Marriage

MARRIAGE MEANS CHANGE

Any new situation, even wedded bliss, creates the stress that’s a natural part of change. Understanding that you and your new spouse need time to adjust to these changes is an important tool. Habits that you thought were endearing may now drive you to distraction. It’s important to be flexible and to learn how to flow with the changes and problems that may arise. Communication is perhaps the most essential tool in a successful marriage. Keep the lines of communication open between you and your spouse.

TAKE TIME FOR YOURSELF

Joined in marriage does not mean joined at the hip. Although it’s tempting the first few months to spend all your spare time together, remember that you’re still two different people and you need to make time for yourself. Whether it’s a night out with the girls, or an hour alone to good book, find something to do for yourself.

FIGHTING FAIR

Arguments are inevitable. How you handle them is critical. Remember to use “I” messages. Instead of saying, “You hurt my feelings when you went bowling without me!” try “I felt hurt when you left without me.” Sharing feelings instead of blaming helps keep the discussion on track.
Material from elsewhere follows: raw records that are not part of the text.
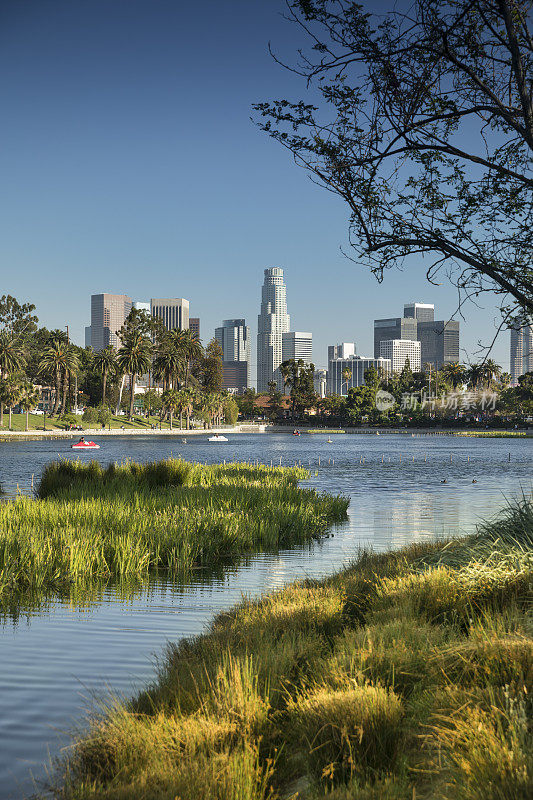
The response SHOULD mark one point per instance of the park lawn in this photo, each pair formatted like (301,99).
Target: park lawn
(36,422)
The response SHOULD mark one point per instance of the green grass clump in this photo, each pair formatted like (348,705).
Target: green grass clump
(407,675)
(92,522)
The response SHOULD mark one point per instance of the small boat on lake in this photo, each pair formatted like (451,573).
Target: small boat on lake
(217,437)
(85,444)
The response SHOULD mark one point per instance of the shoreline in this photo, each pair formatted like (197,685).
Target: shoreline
(56,434)
(262,428)
(328,687)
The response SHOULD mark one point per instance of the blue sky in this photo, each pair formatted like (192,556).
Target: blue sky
(129,164)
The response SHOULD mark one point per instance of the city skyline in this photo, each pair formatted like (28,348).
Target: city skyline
(417,324)
(121,206)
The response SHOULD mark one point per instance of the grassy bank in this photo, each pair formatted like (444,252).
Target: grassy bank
(36,422)
(406,676)
(93,522)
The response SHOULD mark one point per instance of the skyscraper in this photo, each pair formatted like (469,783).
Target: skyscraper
(343,350)
(393,328)
(439,339)
(234,339)
(194,325)
(297,344)
(348,372)
(272,322)
(172,311)
(521,348)
(439,342)
(399,351)
(142,305)
(108,314)
(423,312)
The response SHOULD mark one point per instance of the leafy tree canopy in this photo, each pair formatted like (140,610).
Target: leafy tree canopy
(422,121)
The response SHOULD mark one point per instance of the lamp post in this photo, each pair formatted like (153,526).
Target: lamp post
(69,395)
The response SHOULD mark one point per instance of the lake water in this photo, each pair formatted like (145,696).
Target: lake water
(57,654)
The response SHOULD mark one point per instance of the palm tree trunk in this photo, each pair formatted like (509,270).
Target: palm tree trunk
(65,389)
(58,392)
(120,394)
(132,394)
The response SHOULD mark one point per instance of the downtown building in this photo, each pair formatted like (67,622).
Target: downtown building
(342,359)
(172,311)
(297,345)
(521,348)
(272,322)
(401,352)
(108,314)
(194,326)
(439,339)
(234,339)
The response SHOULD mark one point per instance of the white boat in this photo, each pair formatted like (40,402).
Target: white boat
(83,444)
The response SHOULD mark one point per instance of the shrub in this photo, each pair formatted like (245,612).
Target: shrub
(90,415)
(357,731)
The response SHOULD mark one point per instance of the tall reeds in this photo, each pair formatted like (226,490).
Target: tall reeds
(94,522)
(408,675)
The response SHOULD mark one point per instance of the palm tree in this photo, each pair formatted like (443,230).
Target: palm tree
(134,359)
(171,402)
(11,359)
(492,371)
(191,399)
(52,362)
(11,393)
(191,351)
(29,397)
(105,362)
(475,374)
(183,402)
(70,366)
(454,373)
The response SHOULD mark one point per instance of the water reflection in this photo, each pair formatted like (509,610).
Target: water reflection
(58,649)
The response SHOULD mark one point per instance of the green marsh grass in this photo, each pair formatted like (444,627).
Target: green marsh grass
(407,675)
(91,522)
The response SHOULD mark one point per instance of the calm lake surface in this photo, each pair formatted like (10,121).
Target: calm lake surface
(58,654)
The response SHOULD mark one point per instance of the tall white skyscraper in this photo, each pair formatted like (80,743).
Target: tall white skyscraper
(521,349)
(424,312)
(272,323)
(172,311)
(234,339)
(297,344)
(399,351)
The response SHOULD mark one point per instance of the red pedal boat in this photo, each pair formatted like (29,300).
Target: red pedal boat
(84,444)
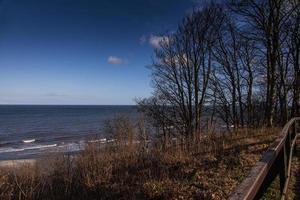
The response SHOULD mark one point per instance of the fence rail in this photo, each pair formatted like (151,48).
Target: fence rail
(275,161)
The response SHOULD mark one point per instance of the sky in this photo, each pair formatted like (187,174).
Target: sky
(81,52)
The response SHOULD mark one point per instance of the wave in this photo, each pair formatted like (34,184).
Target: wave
(10,149)
(28,141)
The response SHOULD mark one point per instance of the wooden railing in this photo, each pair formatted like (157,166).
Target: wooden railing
(275,161)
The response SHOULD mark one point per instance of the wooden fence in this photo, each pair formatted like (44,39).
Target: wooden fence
(275,161)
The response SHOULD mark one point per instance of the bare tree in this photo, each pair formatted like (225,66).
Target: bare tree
(182,68)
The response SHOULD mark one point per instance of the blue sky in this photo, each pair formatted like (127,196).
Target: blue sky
(81,51)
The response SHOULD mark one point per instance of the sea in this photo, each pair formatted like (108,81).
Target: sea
(33,131)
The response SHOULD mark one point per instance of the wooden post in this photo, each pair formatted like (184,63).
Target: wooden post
(282,168)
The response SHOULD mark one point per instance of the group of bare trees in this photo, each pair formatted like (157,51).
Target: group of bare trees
(240,59)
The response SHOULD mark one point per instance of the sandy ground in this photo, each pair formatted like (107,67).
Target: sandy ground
(17,163)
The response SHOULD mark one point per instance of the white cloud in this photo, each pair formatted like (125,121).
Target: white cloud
(156,41)
(114,60)
(143,39)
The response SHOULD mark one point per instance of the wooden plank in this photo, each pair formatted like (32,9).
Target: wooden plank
(250,187)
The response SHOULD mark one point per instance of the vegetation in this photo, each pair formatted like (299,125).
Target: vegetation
(240,59)
(238,62)
(209,169)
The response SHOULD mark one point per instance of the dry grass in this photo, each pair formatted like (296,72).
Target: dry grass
(208,169)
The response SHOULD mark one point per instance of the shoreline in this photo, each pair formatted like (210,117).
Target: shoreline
(17,163)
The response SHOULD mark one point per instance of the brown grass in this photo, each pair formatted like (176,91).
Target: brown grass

Try to keep your words positive, even when you’re upset. Try “I’m less likely to worry if you call when you aren’t going to make dinner” instead of “If you would have just picked up the phone and dialed, I wouldn’t be so angry.”
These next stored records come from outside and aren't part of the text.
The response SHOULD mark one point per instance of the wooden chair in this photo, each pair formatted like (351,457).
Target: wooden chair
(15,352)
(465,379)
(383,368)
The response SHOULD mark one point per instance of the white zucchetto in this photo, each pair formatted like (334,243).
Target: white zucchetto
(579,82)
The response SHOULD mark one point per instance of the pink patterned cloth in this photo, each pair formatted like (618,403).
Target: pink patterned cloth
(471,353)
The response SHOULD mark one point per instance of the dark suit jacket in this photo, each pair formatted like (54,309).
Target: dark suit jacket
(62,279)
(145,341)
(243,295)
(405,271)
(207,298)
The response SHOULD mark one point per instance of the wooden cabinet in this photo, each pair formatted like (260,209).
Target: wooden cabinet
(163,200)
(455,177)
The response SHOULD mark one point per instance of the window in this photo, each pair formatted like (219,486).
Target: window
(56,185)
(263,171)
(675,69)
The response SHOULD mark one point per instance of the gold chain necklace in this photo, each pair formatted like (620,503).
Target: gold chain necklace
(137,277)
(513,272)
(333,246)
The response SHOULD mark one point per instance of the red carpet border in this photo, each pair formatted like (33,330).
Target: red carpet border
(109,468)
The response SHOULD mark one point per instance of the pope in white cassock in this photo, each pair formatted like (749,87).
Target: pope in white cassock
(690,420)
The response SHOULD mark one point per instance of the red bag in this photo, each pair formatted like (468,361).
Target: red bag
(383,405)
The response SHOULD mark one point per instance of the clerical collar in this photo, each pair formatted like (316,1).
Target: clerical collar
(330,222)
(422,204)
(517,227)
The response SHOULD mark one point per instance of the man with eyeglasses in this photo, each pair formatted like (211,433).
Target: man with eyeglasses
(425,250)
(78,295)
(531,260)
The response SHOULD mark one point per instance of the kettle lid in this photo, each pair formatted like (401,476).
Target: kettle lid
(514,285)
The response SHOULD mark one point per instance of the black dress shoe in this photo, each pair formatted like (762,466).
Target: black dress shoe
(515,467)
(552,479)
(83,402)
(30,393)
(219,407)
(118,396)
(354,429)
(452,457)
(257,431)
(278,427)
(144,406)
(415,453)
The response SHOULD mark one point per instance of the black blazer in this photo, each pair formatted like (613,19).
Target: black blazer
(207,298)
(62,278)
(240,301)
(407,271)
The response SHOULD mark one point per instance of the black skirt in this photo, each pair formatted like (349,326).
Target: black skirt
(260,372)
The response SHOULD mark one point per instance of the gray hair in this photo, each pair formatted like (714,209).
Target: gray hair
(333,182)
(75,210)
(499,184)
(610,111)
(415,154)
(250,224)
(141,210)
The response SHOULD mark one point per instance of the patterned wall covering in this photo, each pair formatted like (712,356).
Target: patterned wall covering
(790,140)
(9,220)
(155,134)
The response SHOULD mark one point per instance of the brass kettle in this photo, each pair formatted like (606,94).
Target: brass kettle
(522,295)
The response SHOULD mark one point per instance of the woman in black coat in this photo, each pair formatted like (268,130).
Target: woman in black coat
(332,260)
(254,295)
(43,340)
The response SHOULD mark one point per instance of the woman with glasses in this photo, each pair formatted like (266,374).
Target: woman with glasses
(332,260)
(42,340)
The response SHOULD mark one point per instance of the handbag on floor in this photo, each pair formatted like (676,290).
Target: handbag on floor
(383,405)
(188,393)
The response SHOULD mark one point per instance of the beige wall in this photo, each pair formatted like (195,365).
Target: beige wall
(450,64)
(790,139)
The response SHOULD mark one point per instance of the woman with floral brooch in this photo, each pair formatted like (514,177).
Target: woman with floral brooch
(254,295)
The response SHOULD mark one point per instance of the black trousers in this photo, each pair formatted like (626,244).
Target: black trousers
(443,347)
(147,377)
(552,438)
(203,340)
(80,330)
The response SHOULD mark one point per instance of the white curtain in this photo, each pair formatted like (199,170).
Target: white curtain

Use reflective listening. After your spouse airs his feelings, try to repeat back exactly what he said. You will have to really listen to him to do this and he will feel that he is heard.

COMPROMISE

Compromise does not mean that neither of you gets your way. Finding a middle ground where you are both happy is the goal.
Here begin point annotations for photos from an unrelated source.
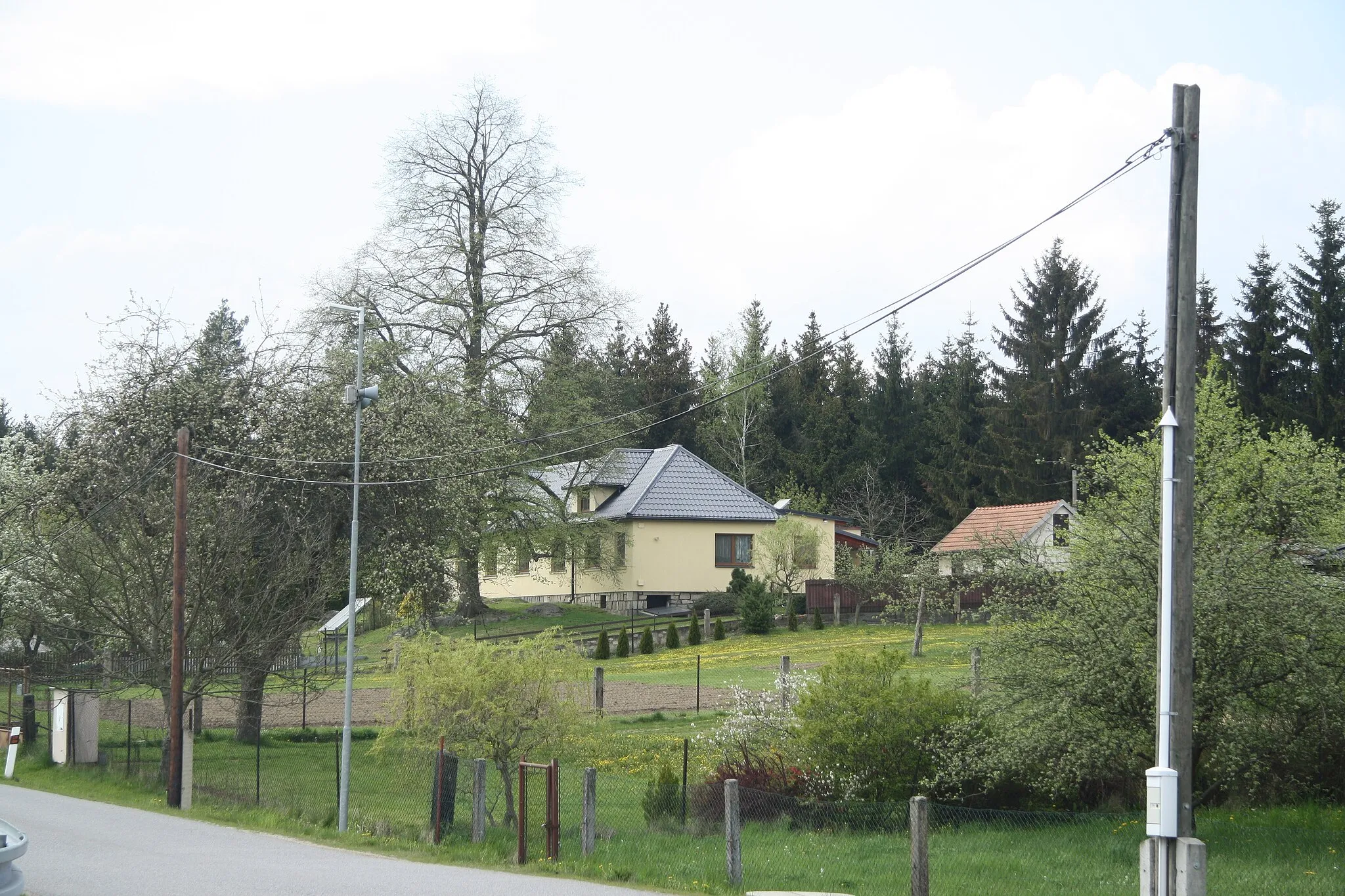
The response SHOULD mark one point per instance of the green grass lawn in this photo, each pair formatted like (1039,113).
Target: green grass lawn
(1002,855)
(752,661)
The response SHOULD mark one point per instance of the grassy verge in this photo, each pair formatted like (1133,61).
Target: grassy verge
(752,661)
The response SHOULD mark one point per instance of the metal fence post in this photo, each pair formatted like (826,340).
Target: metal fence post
(478,801)
(588,828)
(919,847)
(732,832)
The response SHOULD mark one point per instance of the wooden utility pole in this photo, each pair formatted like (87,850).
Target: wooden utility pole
(179,591)
(1184,463)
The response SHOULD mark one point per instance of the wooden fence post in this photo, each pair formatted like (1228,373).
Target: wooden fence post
(919,847)
(478,801)
(588,829)
(732,832)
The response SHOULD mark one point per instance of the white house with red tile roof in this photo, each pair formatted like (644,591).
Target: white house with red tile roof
(1039,528)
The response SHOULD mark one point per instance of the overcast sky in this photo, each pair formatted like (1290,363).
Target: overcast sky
(816,156)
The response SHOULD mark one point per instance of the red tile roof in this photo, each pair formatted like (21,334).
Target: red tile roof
(986,527)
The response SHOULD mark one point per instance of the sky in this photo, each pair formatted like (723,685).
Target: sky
(818,158)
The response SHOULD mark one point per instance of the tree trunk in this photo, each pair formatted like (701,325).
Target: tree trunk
(915,645)
(508,775)
(252,684)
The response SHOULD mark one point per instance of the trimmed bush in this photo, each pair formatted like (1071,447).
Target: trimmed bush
(758,609)
(721,603)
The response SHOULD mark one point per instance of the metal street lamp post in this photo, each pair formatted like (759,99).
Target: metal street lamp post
(361,398)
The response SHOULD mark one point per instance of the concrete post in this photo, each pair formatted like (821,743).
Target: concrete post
(732,832)
(919,847)
(588,829)
(188,748)
(478,801)
(1191,867)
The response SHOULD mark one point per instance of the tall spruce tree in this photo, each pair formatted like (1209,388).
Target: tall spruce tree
(662,366)
(735,431)
(801,403)
(893,414)
(1049,332)
(1259,341)
(954,389)
(1317,324)
(1124,382)
(1211,327)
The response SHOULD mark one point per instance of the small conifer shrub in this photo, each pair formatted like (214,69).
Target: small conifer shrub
(662,800)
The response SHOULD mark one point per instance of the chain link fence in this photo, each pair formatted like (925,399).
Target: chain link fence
(659,828)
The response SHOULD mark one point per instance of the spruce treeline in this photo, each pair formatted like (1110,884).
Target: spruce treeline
(908,445)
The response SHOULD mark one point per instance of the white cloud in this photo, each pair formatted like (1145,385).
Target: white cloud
(139,53)
(904,181)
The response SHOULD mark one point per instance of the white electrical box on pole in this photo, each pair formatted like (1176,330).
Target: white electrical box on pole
(361,398)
If you both feel strongly about something, take turns explaining why you feel the way you do. Understanding the other point of view makes compromise more workable.

QUALITY TIME

It’s easy to assume that once you’re married, dating is no longer necessary. Part of what nurtured the love between you before you went to the altar was the special time you spent together eating out, seeing movies and spending quality time alone. This is especially important if there are children in your home or you have equally demanding careers. Make time for regular quality time together whether it’s once a week or once a month.